The latest CTP version of the Oslo SDK was released a few days ago. I spent some time yesterday installing it and having a look. From a functionality perspective, there is not very much difference to the October 2008 CTP released after last year’s PDC. However, if you open up the main assemblies in Reflector, it quickly becomes apparent that the code has undergone significant refactoring and improvement. The code looks much tidier and closer to production quality. For example, the October 2008 CTP contained generated parser/lexer code for MGrammar. In the latest version, this has been removed, and it appears that the parser code is now dynamically generated at runtime (the ‘preferred’ Oslo approach). There has been lots of tidying up done in terms of type and method names. Additional functionality has been added to manage various issues, and the entire code base looks tighter and better constructed.

In terms of new functionality, this has been discussed elsewhere. See, for example, http://www.alexthissen.nl/blogs/main/archive/2009/01/31/improvements-and-changes-to-oslo-sdk-and-repository-in-january-ctp.aspx. Most attention has been given to the ability to include actions on the RHS of token productions. In the work we have undertaken to date, we have come across at least one situation which requires this new feature, and which we could not properly address in the October 2008 CTP.

Perhaps the most intriguing aspect of the January 2009 CTP is the way this new feature is described in the Release Notes. I suspect that Microsoft has inadvertently let slip a feature that they didn’t mean to go public on. The Release Notes published on the web site state that:

“Any production in a token can now have a code action or a graph action (formerly known as term construction)! You can now specify a return type for a token definition in the case of code actions, similar to a syntax definition.”
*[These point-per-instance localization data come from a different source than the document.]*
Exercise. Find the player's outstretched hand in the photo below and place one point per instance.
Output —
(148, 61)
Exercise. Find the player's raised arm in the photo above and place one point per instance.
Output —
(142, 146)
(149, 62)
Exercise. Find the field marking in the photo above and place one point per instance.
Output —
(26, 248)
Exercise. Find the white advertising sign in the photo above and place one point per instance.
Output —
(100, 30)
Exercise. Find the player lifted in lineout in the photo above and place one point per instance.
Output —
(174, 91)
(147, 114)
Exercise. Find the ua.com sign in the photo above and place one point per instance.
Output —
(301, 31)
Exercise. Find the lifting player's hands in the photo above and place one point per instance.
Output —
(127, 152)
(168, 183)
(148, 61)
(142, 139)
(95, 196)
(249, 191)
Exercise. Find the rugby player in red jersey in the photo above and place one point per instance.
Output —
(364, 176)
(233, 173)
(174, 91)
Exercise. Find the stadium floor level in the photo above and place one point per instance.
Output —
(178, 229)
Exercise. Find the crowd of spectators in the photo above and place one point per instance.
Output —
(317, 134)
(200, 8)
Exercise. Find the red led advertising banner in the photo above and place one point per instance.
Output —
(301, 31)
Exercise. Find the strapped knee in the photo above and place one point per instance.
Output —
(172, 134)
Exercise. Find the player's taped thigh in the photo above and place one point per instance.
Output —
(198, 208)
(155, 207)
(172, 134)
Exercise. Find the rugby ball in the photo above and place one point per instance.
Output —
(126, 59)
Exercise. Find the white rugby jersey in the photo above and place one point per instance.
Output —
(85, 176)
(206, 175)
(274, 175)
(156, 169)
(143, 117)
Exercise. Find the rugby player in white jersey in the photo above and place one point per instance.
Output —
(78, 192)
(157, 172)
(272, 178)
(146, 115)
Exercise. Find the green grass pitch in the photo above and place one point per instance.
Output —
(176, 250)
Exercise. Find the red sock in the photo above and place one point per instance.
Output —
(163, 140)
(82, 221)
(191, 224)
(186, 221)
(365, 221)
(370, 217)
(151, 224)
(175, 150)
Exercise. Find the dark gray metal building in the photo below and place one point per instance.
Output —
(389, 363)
In the October 2008 CTP, actions are limited only to MGraph expressions. An action is an optional implication of a production that controls the output of the MGraph abstract syntax tree created by the parser. As far as I can tell, this is still the case in the new CTP. Unlike many similar technologies, the CTP version of MGrammar does not support the inclusion of code statements as semantic actions. This was discussed by Clemens Szyperski (an Oslo architect) in a comment to the blog article at http://weblogs.asp.net/fbouma/archive/2008/11/05/designing-a-language-is-hard-and-m-won-t-change-that.aspx, and the suggestion appears to be that this is a deliberate strategy in order to ensure that MGrammar remains (relatively) simple to write and focussed only on composable DSL creation.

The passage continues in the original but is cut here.